ESG Investing: A Year in Review

After nearly a decade of increased popularity, Environmental Social and Governance (ESG) funds faced challenges in 2023. The third quarter of 2023 was the fourth consecutive quarter of outflows in ESG funds.[1] According to Morningstar Direct, Manager Research, investors pulled $2.7 billion from U.S. sustainable funds in 2023′s third quarter, for a total of $14.2 billion over the past year. The reduction in demand affected sustainable funds more than conventional funds.

Why are sustainability funds shrinking? Here are a few reasons that may explain why this has been the case.

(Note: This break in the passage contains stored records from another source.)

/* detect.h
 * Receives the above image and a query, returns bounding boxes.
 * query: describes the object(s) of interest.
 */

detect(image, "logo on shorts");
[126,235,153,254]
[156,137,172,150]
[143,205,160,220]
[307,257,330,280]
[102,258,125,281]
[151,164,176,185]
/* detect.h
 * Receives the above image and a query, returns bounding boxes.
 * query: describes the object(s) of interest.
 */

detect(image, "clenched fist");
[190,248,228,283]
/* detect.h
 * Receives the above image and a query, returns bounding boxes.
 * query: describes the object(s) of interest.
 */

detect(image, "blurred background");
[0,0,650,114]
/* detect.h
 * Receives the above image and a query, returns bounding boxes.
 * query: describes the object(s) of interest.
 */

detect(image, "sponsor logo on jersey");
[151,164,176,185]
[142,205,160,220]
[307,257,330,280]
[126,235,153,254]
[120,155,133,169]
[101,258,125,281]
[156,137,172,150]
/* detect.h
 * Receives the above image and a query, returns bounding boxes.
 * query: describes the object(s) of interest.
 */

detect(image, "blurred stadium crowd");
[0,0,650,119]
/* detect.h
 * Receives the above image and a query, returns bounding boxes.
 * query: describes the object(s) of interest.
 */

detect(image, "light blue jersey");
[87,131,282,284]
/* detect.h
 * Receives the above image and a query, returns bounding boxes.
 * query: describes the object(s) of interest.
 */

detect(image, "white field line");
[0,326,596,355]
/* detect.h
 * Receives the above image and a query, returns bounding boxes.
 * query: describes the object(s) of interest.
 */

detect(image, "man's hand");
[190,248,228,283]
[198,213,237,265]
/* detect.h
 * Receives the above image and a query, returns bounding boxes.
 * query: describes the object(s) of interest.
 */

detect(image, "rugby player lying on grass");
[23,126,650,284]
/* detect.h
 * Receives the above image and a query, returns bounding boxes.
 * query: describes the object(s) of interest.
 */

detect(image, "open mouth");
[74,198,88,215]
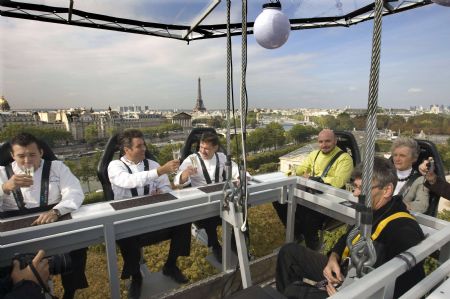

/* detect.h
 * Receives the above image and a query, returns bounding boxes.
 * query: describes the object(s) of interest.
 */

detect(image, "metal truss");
[0,0,432,42]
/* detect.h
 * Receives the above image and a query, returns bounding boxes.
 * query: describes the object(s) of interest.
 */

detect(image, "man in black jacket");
[419,157,450,200]
[0,250,50,299]
[276,157,425,298]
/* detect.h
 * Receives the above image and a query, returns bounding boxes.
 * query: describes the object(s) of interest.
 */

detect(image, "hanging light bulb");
[253,0,291,49]
[431,0,450,7]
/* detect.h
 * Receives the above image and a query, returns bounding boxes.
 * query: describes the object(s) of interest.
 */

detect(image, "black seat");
[97,134,156,201]
[0,139,58,166]
[413,139,445,217]
[181,128,226,161]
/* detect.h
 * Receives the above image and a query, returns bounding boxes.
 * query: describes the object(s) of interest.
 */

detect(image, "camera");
[427,159,434,172]
[13,253,72,275]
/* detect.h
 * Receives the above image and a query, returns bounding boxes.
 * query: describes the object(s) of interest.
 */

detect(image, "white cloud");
[408,87,423,93]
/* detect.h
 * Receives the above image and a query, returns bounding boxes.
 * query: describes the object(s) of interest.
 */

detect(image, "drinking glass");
[345,183,355,193]
[189,156,198,171]
[172,148,181,160]
[23,165,34,177]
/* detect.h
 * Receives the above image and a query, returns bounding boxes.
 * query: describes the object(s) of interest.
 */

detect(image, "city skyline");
[0,4,450,110]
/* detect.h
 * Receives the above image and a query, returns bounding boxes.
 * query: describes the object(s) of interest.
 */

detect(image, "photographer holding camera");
[0,250,50,299]
[0,133,88,299]
[419,157,450,200]
[273,129,353,250]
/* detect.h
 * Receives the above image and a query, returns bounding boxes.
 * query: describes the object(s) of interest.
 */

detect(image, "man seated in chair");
[276,157,425,298]
[391,137,430,213]
[174,132,239,263]
[108,129,191,298]
[0,133,88,299]
[273,129,353,250]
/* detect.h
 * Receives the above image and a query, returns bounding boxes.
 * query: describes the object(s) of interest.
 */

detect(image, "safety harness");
[120,159,150,197]
[196,153,227,185]
[312,150,344,180]
[341,212,416,260]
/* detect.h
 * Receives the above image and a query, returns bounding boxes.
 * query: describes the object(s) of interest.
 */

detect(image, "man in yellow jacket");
[274,129,353,250]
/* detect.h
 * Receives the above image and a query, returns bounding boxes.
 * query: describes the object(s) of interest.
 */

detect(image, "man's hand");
[31,210,58,226]
[11,250,50,284]
[156,159,180,176]
[2,174,33,194]
[326,283,337,296]
[419,157,437,185]
[180,165,197,184]
[323,252,344,291]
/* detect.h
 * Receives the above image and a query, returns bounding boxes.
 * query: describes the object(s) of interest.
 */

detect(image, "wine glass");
[23,165,34,177]
[172,147,181,160]
[189,156,198,171]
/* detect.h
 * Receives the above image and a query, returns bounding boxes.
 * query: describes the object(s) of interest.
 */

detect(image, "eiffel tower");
[193,77,206,112]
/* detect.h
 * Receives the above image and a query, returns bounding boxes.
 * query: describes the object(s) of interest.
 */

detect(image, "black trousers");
[272,201,328,245]
[117,223,191,279]
[61,248,88,293]
[275,243,328,299]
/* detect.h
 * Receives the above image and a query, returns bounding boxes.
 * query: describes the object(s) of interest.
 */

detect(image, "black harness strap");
[320,151,344,178]
[120,159,150,197]
[312,150,344,178]
[196,153,221,185]
[5,160,52,210]
[5,164,26,210]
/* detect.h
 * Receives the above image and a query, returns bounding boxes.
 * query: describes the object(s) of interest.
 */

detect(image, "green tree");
[84,124,98,144]
[263,122,286,149]
[0,125,72,146]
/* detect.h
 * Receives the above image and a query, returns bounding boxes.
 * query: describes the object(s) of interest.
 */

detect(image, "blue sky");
[0,0,450,109]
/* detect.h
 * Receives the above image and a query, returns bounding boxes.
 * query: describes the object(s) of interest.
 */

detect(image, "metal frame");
[0,173,450,299]
[292,177,450,299]
[0,0,432,42]
[0,174,296,298]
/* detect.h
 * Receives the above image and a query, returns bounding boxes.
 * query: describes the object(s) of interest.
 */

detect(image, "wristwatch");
[52,209,61,218]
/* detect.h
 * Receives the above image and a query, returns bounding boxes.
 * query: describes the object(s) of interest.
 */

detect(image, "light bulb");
[253,2,291,49]
[431,0,450,7]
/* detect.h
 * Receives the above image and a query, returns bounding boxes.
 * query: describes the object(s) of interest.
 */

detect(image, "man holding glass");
[0,133,88,299]
[174,132,239,262]
[108,129,191,298]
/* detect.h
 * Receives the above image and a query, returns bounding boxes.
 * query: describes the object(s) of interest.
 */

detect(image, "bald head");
[318,129,337,154]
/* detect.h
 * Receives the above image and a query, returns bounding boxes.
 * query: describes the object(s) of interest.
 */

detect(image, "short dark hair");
[11,132,42,152]
[200,132,219,146]
[352,157,398,189]
[119,129,144,152]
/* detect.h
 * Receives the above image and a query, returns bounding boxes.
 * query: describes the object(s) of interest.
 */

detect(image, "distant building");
[0,96,11,112]
[193,77,206,112]
[172,112,192,129]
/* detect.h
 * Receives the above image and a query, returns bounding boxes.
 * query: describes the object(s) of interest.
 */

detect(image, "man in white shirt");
[108,129,191,298]
[0,133,88,299]
[174,132,239,262]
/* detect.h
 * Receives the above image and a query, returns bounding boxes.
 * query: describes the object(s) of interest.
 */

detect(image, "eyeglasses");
[345,183,384,193]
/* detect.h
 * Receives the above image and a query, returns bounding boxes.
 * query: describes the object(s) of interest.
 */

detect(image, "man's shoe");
[163,265,189,284]
[128,275,142,299]
[305,236,322,251]
[212,245,222,264]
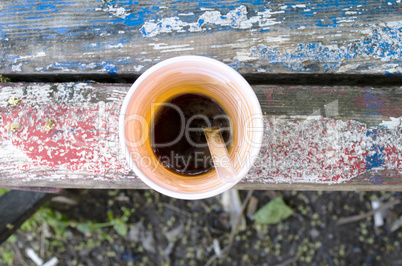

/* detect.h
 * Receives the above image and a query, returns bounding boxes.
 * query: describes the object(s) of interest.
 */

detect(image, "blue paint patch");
[250,27,402,71]
[369,175,384,185]
[364,92,382,112]
[366,129,385,170]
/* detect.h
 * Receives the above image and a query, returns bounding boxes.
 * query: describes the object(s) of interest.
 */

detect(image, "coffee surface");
[151,93,232,176]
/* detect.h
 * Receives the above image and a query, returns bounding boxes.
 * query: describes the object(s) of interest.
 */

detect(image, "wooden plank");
[0,190,51,244]
[0,0,402,75]
[0,83,402,190]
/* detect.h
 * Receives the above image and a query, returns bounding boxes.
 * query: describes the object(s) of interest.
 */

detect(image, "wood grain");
[0,83,402,190]
[0,0,402,75]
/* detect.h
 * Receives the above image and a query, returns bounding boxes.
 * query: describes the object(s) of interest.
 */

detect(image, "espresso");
[151,93,232,176]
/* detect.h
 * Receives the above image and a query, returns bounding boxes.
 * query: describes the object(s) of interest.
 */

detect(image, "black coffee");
[151,93,232,176]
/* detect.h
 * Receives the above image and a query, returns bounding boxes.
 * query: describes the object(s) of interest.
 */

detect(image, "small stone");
[310,228,320,238]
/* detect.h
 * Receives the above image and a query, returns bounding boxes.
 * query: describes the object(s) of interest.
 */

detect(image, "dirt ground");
[0,190,402,266]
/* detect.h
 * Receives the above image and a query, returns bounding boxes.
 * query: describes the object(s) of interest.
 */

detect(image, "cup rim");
[119,55,263,200]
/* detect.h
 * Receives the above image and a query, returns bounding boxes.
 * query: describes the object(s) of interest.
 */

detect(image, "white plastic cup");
[119,56,263,199]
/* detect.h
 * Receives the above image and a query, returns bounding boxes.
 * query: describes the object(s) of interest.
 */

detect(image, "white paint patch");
[11,63,22,72]
[380,116,402,130]
[140,5,285,37]
[101,4,130,18]
[235,52,256,61]
[161,47,194,53]
[292,4,306,8]
[107,43,123,48]
[178,12,194,17]
[265,36,289,43]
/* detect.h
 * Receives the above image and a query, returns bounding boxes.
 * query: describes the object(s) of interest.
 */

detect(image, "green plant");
[0,75,10,82]
[0,188,10,196]
[75,207,134,237]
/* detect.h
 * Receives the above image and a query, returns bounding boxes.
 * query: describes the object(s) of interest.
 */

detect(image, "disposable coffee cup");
[119,56,263,199]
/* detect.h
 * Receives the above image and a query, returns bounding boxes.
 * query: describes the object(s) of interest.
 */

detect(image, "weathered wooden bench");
[0,0,402,190]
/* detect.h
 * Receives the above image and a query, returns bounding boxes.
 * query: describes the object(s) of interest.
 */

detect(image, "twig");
[163,202,191,217]
[275,257,297,266]
[205,190,254,266]
[336,199,401,225]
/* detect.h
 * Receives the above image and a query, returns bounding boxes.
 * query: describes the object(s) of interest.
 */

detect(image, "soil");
[3,190,402,265]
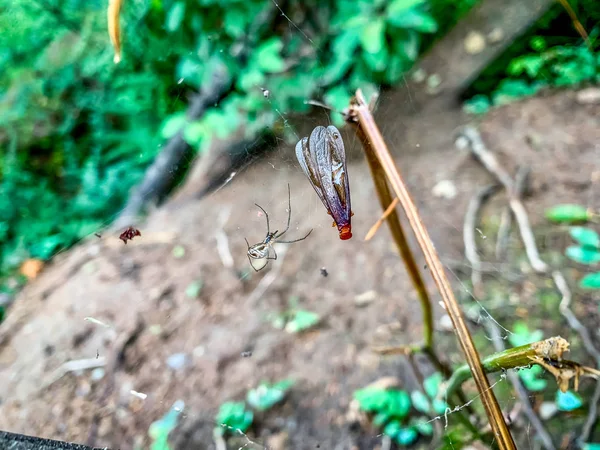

Different Economic Backdrop

In general, the stock market and interest rates have an inverse relationship. Currently, we are in an economic environment with the highest interest rates we’ve seen here in the United States since the Great Financial Crisis of 2008. Up until 2022, before the Fed started hiking interest rates, we were in a near 0% interest rate environment for over a decade. Low interest rates are typically good for Growth stocks since they can borrow at lower interest rates to fuel the growth of their profits.[2] Growth stocks handedly outperformed Value stocks in the 2010 decade, with the Russell 1000 Growth Index gaining 260% during that time, compared to just 189% for the Russell 1000 Value Index.[3] Growth Stocks typically have higher ESG scores, which means that many ESG funds benefited from the outperformance of Growth Stocks during that decade.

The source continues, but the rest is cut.